彼女は一堂に向き直ると、腹の底から元気に合言葉を叩きつけます。
「寮母は!?」
「「「「母親!」」」」
「同宿は!?」
「「「「兄弟!」」」」
条件反射とは恐ろしいものです。ドリーの教育が染み付いた住人たちは、思考より先に声を揃えて唱和してしまいました。

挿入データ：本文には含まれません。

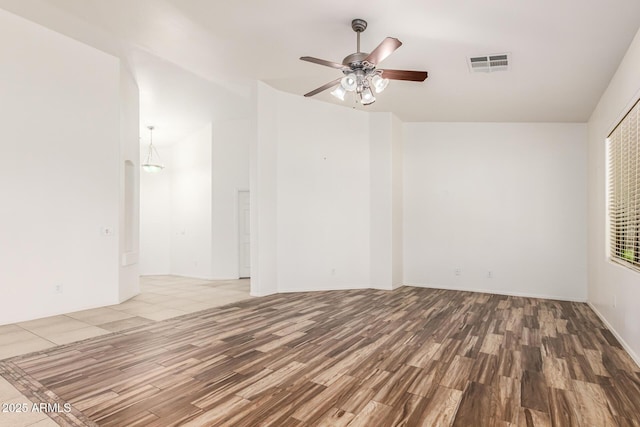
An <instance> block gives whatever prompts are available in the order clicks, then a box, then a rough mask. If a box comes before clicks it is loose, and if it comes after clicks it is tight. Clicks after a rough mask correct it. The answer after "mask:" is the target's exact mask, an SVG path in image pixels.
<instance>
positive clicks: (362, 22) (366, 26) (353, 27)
mask: <svg viewBox="0 0 640 427" xmlns="http://www.w3.org/2000/svg"><path fill="white" fill-rule="evenodd" d="M351 28H352V29H353V31H355V32H356V33H361V32H363V31H364V30H366V29H367V21H365V20H364V19H360V18H356V19H354V20H353V21H351Z"/></svg>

「おおーーーっほっほっほ! おおーーーっほっほっほ! 良くってよ、良くってよ! わたくしこのルール、ブチ気に入ってしまいましたの。ですので、失礼も無礼も問いません。わたくしの事を娘として、末妹として、どうか受け入れて欲しいのですわ!」
語尾のすべてに感嘆符がつくような、圧倒的な声の圧力。強い。
「……早速、部屋に案内しようかね。荷物はどうなってるんだい?」
「この銭袋と丸太、そしてリュックだけですの!」
「ほう。潔いというか、思い切りがいいねぇ」
「だって、せっかくの音楽の都デビューですもの! 生活用品はすべてこちらで揃えたいのですわ!」
フォルテは腰の銭袋から金貨を数枚、迷いなく掴み出すと──。
「銭まくどー♪」
妙に小慣れた節回しで、それを床へとバラまきました。
「村長最高!!」
反射的に吠えたのはポメロでした。その叫びと共に、住人一同は再び唖然として固まります。
「こちらのお金で、家具から衣装から生活必需品の一切を! お兄様、お姉様方に揃えていただきたいんですの! 一番いいのを頼む! おかわりもあるぞ!」
再び金貨が宙を舞い、石畳の床にチャリン、チャリンと、この世で最も即物的な「音楽」を響かせました。